Наконец, Кэнди решила, что она готова, вышла из раздевалки и пошла в кабинет к профессору Мефисто. Она тихонечко постучала в дверь, и голос, которым она так восхищалась, ответил ей почти тут же:
— Входите, входите.
Кэнди медленно приоткрыла дверь, как будто боялась, что дверь не откроется до конца — почему-то ей представлялось, что в кабинете профессора так много книг, что они занимают собой все пространство.
— Проходи, милая, проходи, — сказал профессор Мефисто, шагнув ей навстречу. — А я как раз налил себе традиционную послеполуденную рюмочку хереса. Надеюсь, ты выпьешь со мной.
Он выжидающе посмотрел на нее. Его лицо так и пылало, разгоряченное радостью бытия — его богатой, насыщенной и интересной жизни.
— Ну, я… — начала было Кэнди, но профессор уже наливал ей херес в крошечную рюмку.
— Да, обычно я в это время пью херес. С кусочком сыра. Кое-кто предпочитает чай, но мне кажется, в этом недостает чего-то такого, я даже не знаю… эту привычку, пить херес, я приобрел еще в бытность студентом, в Гейдельберге, а потом в Оксфорде… и я до сих пор глубоко убежден, что рюмка хорошего хереса — это изысканно и благородно, в то время как чай — это как-то совсем уже по-мещански, ты согласна?
— Ну… — протянула Кэнди, присаживаясь на стул, на который ей указал профессор. Девочка даже слегка растерялась — она никогда в жизни еще не пила «послеполуденный» херес, хотя читала об этом в романах о светской жизни и знала, что это и вправду изысканно и благородно. И она, разумеется, слышала, что профессор Мефисто приглашает к себе некоторых учениц и учеников из старших классов, чтобы «выпить по рюмочке и побеседовать»; и это считалось великой честью, которой удостаивались лишь немногие избранные.

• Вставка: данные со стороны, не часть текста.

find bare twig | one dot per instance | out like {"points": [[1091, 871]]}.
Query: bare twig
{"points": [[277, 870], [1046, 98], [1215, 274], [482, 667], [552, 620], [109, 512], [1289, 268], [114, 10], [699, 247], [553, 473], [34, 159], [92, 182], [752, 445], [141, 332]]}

— Этот херес мне прислал мой друг, Люччи Локо, португальский поэт-символист… теперь живущий в Париже, конечно… надеюсь, тебе он понравится.
Он сам отпил глоточек и поднял свою рюмку, как бы желая сказать: ну же, попробуй.
— Ala tienne, — сказал он, — за беспечный дух детства и его грешных радостей — каковые, увы, мы утратили навсегда! Итак, за юность! И за красоту!
Он выразительно замолчал, пристально глядя на Кэнди. Она покраснела и послушно отпила глоточек.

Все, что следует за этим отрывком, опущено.